Zuvor hatten auch die amerikanischen Ausgaben des „Wall Street Journal“ und von „Bloomberg“ über diese Vorschläge berichtet. Laut WSJ-Journal haben polnische Beamte erklärt, sie seien bereit für russische Inspektionen von US-Raketenstandorten in Rumänien und Polen, wenn Moskau Inspektionen von Raketensystemen in Gebiet Kaliningrad zulässt. Die russische Seite äußerte sich lange Zeit nicht zu der amerikanischen Reaktion auf ihre Sicherheitsvorschläge, aber am 1. Februar sagte der russische Präsident Wladimir Putin bei einem Treffen mit seinem ungarischen Amtskollegen Viktor Obran: „Russische Bedenken wurden  ignoriert und wir sehen keine angemessene Berücksichtigung unserer drei zentralen Anforderungen.“ Das sind die Nichterweiterung der NATO nach Osten, der Verzicht, Angriffswaffen in der Nähe der Grenzen Russlands zu stationieren und die Rückkehr zur militärischen Infrastruktur der NATO in Europa auf den Stand von 1997.

Der US-Vorschlag, Inspektionen von Raketenabwehranlagen in Rumänien und Polen zuzulassen, ist nichts weiter als eine Formalität, die in keiner Weise zur Sicherheit Russlands beitragen wird. Der Professor der Diplomatischen Akademie des russischen Aussenministeriums und Leiter des Zentrums für militärisch-diplomatische Analyse, Wladimir Winokurow, erklärte, dass diese Objekte sehr schnell von Anti-Raketen- zu Angriffs-Raketen-Abschussrampen umgewandelt werden können. „Unser Präsident hat wiederholt gesagt, dass diese beiden Basen, von denen eine in Rumänien bereits in voller Kampfbereitschaft ist und die zweite im polnischen  Redzikovo sich in der Endphase des Baus befindet, nur Fragmente der strategischen Raketenabwehr der USA in Europa sind. Sie können zudem jederzeit von defensiven zu offensiven Abschusseinrichtungen modifiziert werden, da die Raketenabwehrraketen in den Mk-41-Abschusscontainern leicht durch Tomahawk-Angriffsmarschflugkörper zu ersetzen sind. Selbst wenn die Vereinigten Staaten ein solches Angebot gemacht haben, ist dies nur eine weitere List unserer sogenannten Partner.“

Die USA fordern jetzt beidseitige Inspektionsmaßnahmen, aber sie selbst zogen sich aus dem ABM-Abkommen von 1972 zurück. Warum also jetzt solche Maßnahmen von Russland verlangen, die sie selbst abgelehnt haben?

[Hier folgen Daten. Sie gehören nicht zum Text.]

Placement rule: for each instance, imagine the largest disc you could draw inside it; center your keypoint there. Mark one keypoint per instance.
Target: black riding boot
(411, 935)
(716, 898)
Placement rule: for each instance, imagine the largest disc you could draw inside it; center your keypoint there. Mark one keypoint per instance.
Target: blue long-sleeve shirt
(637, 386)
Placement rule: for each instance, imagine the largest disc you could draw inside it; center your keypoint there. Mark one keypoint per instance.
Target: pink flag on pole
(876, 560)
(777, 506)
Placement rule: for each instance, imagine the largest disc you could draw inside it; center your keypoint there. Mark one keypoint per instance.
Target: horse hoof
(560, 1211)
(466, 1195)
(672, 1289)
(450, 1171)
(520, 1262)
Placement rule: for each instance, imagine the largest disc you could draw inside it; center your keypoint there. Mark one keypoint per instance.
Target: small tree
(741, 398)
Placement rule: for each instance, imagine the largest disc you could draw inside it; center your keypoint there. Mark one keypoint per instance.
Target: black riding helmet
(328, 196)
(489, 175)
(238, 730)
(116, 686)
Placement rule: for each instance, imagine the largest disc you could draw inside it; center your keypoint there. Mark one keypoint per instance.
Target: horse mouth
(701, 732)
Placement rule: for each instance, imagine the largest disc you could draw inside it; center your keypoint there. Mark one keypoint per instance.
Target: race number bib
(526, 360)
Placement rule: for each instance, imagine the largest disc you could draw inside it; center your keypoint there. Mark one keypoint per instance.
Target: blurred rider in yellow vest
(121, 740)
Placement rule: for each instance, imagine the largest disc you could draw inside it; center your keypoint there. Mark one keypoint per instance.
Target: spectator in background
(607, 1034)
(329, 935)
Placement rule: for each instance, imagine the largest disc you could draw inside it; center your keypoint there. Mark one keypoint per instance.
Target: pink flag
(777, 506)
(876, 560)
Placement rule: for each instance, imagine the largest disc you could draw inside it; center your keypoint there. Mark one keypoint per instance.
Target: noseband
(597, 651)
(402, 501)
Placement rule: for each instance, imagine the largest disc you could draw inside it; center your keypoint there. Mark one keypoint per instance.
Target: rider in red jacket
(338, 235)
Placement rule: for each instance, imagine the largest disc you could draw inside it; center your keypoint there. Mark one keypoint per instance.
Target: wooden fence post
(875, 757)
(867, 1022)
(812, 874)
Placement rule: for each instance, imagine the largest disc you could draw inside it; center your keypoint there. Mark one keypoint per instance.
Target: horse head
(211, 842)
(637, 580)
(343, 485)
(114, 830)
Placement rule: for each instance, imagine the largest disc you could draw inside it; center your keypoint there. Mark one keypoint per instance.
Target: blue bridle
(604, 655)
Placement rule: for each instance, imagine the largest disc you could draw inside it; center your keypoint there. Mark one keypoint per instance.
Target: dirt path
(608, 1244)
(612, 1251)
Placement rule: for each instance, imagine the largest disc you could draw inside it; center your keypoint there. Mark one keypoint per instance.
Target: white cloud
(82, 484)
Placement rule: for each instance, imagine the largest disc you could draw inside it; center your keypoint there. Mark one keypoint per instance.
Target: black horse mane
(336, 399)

Eine solche widersprüchlich Nachlässigkeit bei diplomatischen Verhandlungen sowie bei der Einhaltung von Verträgen ist typisch für die gegenwärtige amerikanische Diplomatie. Die aktuellen Vorschläge der USA erinnern daran, was in den 1980er Jahren mit dem Abkommen über die Abschaffung von Mittelstreckenraketen passiert ist. Als Russland alle seine Mittelstreckenraketen zerstörte, haben die USA ihre Raketen einfach grob demontiert und diese Baugruppen eingelagert und konserviert, so dass sie schnell zusammengefügt und jederzeit verwendet werden können. Das war ihr Trick, der aber leider von der Öffentlichkeit nicht bemerkt wurde.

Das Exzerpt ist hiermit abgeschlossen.